“Email marketing has the power of a cannon,” I said to Loren just last week, “but the best way to use this power is with the accuracy of a rifle.”
At the time, we were talking about the best way to leverage a new client’s rather large email list, which was gathered after years and years of collection. Now that I think more on it, this sentiment rings true for all email marketing – not just the one specific client we had in mind.
The Power of Email Marketing
It’s funny that I used the word cannon to describe the power of email marketing, because this ties into another term used for email marketing in the past decade: blast.
The word “blast” is a bad word in my vocabulary; it refers to a message that’s unwelcome, unexpected, and ultimately, intrusive on the recipient’s life. It’s loud, aggressive and offputting.
But putting these “blasts” aside, the ability to reach potential customers and convert them with emails is still incredibly powerful. We just have to do it correctly. That means not broadcasting to just anyone and everyone you can get your hands on. Just like my conversation with Loren, I turn to the list itself.

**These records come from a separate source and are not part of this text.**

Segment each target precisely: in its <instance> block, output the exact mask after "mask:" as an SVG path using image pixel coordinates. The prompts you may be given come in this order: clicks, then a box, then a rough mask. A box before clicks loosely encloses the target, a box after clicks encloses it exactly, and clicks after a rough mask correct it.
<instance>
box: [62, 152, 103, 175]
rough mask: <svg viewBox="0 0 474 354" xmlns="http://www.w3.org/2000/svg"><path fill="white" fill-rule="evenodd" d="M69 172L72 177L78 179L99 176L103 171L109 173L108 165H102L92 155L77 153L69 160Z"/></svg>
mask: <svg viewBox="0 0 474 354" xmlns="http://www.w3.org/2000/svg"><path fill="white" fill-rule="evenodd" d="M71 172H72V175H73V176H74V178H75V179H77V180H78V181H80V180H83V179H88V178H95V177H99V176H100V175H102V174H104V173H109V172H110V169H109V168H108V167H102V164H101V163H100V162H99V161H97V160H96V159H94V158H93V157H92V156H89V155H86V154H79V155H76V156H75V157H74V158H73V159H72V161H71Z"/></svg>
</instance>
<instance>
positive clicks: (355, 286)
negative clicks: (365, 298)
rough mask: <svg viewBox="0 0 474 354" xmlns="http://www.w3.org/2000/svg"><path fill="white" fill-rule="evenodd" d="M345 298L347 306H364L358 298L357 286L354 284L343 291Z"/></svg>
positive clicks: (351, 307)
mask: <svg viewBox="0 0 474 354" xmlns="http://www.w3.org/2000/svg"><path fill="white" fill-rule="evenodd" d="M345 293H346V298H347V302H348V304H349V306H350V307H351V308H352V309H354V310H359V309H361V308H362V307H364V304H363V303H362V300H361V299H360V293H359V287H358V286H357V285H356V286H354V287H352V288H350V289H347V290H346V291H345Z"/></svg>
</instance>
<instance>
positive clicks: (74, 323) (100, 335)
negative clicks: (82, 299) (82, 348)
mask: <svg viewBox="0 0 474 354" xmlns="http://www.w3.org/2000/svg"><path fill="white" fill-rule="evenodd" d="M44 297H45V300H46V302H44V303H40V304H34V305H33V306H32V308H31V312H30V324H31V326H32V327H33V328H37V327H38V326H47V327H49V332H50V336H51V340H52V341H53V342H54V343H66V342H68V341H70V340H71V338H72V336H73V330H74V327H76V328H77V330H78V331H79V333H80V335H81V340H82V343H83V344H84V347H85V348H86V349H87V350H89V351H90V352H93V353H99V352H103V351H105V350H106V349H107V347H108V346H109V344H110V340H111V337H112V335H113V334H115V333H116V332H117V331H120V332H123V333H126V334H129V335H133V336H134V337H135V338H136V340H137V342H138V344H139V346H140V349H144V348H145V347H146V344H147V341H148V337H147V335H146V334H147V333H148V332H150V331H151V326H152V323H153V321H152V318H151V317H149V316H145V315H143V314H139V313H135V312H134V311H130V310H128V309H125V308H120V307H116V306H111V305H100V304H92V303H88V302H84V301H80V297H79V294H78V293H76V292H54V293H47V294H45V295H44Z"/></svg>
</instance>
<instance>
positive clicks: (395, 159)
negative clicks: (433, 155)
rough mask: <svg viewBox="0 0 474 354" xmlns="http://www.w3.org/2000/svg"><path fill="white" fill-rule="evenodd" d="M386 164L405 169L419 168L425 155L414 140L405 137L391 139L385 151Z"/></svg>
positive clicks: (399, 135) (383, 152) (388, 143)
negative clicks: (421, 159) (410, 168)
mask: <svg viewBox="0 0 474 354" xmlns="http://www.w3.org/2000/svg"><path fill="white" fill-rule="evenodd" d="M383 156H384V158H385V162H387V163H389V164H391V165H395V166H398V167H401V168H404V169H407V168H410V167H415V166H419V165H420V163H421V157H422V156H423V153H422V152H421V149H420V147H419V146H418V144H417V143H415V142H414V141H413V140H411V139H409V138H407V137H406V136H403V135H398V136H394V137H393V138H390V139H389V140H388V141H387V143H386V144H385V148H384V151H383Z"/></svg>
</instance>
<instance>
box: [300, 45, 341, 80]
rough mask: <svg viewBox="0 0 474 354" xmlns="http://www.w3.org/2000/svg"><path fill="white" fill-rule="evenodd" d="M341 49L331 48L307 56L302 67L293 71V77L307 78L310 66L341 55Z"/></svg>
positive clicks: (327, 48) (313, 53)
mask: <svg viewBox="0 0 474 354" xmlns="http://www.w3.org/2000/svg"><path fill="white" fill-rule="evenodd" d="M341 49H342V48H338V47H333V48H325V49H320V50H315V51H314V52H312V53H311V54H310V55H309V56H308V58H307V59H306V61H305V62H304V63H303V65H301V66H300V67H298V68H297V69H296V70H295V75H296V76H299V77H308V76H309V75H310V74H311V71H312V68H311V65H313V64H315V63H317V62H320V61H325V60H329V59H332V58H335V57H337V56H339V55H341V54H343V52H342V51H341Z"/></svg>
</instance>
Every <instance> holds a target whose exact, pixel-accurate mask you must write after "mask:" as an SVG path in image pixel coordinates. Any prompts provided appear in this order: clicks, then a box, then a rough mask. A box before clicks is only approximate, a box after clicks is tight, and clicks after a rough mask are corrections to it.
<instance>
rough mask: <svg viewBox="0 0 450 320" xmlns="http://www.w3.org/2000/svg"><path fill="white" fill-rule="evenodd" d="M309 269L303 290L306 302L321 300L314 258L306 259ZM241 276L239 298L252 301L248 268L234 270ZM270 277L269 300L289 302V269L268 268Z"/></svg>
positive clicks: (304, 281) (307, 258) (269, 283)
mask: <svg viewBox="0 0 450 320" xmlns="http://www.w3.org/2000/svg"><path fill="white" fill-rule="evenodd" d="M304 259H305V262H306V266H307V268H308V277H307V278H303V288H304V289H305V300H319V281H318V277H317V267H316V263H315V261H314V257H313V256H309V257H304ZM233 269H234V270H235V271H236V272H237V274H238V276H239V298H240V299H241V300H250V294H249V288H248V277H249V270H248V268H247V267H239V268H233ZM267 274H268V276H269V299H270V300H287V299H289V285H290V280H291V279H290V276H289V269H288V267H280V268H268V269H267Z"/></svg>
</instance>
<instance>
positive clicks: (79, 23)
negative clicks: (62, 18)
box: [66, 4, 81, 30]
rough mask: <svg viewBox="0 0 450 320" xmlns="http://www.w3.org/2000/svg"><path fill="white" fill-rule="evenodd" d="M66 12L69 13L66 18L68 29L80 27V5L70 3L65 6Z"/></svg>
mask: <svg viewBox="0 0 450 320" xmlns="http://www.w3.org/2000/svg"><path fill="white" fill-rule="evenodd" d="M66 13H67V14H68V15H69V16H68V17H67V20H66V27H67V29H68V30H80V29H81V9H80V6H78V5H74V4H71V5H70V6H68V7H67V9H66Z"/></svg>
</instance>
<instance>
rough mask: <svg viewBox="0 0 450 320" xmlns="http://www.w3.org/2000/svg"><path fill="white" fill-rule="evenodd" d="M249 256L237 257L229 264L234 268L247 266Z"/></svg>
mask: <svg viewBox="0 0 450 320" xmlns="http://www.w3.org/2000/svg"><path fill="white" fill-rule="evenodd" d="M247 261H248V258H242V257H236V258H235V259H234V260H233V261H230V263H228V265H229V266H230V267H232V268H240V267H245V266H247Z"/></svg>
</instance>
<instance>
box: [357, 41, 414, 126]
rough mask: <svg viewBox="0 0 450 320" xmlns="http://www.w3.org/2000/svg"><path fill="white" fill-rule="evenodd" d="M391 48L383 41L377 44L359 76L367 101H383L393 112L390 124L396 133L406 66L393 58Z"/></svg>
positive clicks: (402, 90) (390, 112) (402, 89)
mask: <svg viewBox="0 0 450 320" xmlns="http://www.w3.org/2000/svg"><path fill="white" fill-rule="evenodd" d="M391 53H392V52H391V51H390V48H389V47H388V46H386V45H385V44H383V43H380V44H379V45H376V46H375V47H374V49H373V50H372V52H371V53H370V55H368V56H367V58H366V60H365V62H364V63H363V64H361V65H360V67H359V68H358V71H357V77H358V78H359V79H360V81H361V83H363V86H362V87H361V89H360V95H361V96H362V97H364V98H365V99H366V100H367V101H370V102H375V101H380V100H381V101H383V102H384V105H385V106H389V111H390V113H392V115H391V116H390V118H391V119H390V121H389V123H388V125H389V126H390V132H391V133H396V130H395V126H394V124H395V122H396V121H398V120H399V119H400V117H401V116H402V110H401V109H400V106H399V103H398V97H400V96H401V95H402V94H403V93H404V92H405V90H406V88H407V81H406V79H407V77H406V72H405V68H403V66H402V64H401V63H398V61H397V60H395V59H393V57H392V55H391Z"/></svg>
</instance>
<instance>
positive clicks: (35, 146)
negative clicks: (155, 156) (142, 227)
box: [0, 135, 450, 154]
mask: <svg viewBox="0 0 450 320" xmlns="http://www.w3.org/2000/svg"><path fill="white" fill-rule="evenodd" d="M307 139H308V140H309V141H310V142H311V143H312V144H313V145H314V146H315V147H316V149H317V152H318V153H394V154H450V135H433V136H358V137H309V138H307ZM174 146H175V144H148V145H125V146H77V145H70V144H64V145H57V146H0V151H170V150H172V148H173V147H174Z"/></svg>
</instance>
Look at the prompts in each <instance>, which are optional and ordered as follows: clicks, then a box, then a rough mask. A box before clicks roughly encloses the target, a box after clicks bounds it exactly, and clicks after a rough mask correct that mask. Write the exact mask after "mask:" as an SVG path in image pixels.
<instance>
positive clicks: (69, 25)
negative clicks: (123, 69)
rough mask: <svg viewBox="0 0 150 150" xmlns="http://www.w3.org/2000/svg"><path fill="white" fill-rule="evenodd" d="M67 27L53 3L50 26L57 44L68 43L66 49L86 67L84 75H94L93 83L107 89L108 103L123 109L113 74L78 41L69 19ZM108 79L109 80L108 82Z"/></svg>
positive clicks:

Look at your own list. What do you know about your recipients?
First off, if it’s a bought list, throw it out. Aside from the obvious issues communicating withpeople that have no relationship with you, it’s illegal and can cost you thousands of dollars in fines.
But, let’s say you have a list of customers and clients, and you have statistics like what sort of product or service they received from you. Maybe you have more information, like age, gender or income range. Believe it or not, this information is golden.
This is what we call segmentable data.
Let’s, for instance, say you’re the owner of a candy shop. You have a list of all people that ordered sweets from you, but you also recorded what their individual top purchases were.
This month, you’re having a sale on chocolate fudge. Thanks to that segementable data, you can send out an email campaign to only those who have purchased chocolate fudge in the past. This will ensure a higher conversion rate on the email campaign itself, and it will also decrease the amount of unsubscriptions and complaints you might receive, since this is a message more in tune with the demographic of that particular smaller list.
As an added bonus, it will probably lead to more sales, too.
This example only scratches the surface of what targeted lists can do for your business. They also have the power to cultivate long-term relationships with customers, encourage word of mouth recommendations and much, much more. And if you throw A/B testing into the mix, you can get even more value out of your campaigns.